On Snow and it’s Depiction

It snowed. In March. Almost unheard of in the warmer and wet South West. I spent a few minutes watching it float down from our small, awkwardly shaped patch of sky, out the back, between the rooves, chimneys and drain pipes.

White on white. Actually grey on grey. The more I looked, the more I realised how difficult it was to define what I was seeing. In fact, what seemed like white sky, was actually, thousands, if not millions, of moving snowflakes. The only ones I could differentiate, were those that didn’t reflect the light, or those which passed over dark or very light things.

There is a Carol Ann Duffy Poem that talks about the streetlights ‘lip-reading the snow’, which seemed to me a perfect descriptive sentence. It always seems that something falling so fast and with purpose, should make a sound as it hits the ground. But nothing. Again and again and again. Silence.

A silent white gull glides over my patch of sky. And after, a flurry of black birds, in formation, flying in a bias cut across the sky and snowflakes.

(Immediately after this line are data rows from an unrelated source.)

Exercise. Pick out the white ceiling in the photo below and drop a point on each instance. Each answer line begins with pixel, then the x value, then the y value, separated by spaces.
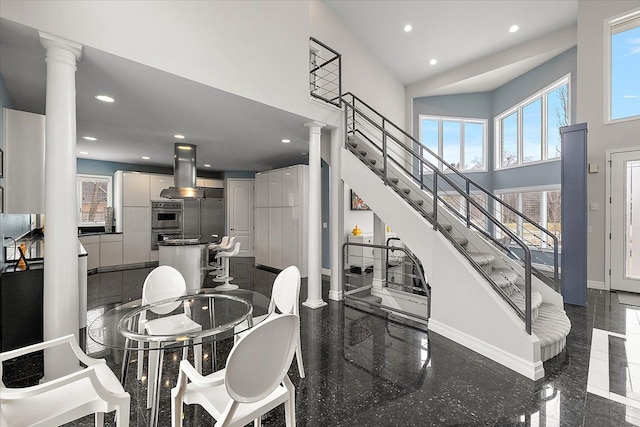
pixel 234 133
pixel 453 32
pixel 231 133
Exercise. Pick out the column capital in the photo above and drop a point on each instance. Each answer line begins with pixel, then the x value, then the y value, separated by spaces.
pixel 51 42
pixel 314 125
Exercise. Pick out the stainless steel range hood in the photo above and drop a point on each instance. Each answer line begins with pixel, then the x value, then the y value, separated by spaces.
pixel 184 174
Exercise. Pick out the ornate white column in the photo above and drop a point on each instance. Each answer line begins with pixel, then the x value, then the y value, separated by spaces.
pixel 61 302
pixel 314 281
pixel 336 222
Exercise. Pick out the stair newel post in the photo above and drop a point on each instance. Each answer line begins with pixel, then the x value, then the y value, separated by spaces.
pixel 384 151
pixel 527 287
pixel 435 200
pixel 467 198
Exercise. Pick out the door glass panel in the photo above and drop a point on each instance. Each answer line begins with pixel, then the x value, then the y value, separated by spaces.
pixel 632 220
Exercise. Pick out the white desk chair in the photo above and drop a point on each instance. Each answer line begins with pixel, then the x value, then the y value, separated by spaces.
pixel 285 298
pixel 225 278
pixel 90 390
pixel 164 283
pixel 254 381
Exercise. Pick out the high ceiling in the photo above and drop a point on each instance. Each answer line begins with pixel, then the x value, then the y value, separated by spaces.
pixel 453 32
pixel 231 133
pixel 234 133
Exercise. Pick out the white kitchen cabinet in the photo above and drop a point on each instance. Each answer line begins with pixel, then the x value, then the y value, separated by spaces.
pixel 23 140
pixel 281 222
pixel 262 190
pixel 110 250
pixel 135 189
pixel 92 246
pixel 136 234
pixel 157 183
pixel 210 182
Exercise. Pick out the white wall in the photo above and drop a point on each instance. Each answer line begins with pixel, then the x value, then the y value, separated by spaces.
pixel 600 137
pixel 255 49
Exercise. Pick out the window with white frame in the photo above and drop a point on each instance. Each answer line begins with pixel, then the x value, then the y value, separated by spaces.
pixel 458 203
pixel 530 131
pixel 623 86
pixel 94 195
pixel 541 205
pixel 459 142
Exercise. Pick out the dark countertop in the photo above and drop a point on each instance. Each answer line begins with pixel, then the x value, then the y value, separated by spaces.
pixel 97 233
pixel 182 242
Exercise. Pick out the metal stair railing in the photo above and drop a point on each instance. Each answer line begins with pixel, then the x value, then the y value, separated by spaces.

That evening, I got out my book of Hiroshige woodblock prints and wondered how that collection of artists and tools and materials and techniques managed to depict snow so accurately- so you could feel it. Often white flakes on grey bukoshi (soft gradations of tone or colour), or vice versa. One can feel the intense softness of the newly fallen snow and also the cold- signalled by the hunched, insulated bodies that populate the mountain villages and temple complexes.

Perhaps something to do with the incomparable softness and texture of Japanese paper- much of which is left ‘unprinted’ to show voluminous freshly fallen snow or individual snowflakes, or that white that isn’t white, but thousands of flakes.

Perhaps the fact that Japan is an island nation, one that isn’t used to long seasons of snow and ice (at least in the South), so that when it does come, attention and care is paid to it, as with many of the ephemeral markers of time in Japan (think cherry blossom and autumn colour).

One of my favourite pieces of art (that I own) is a small woodblock print, bought in Japan, of a snow-covered roof and landscape. Made, apparently, by a sectegenarian hermit artist, near Takayama. Every time I look at it, I feel the softness and the silence.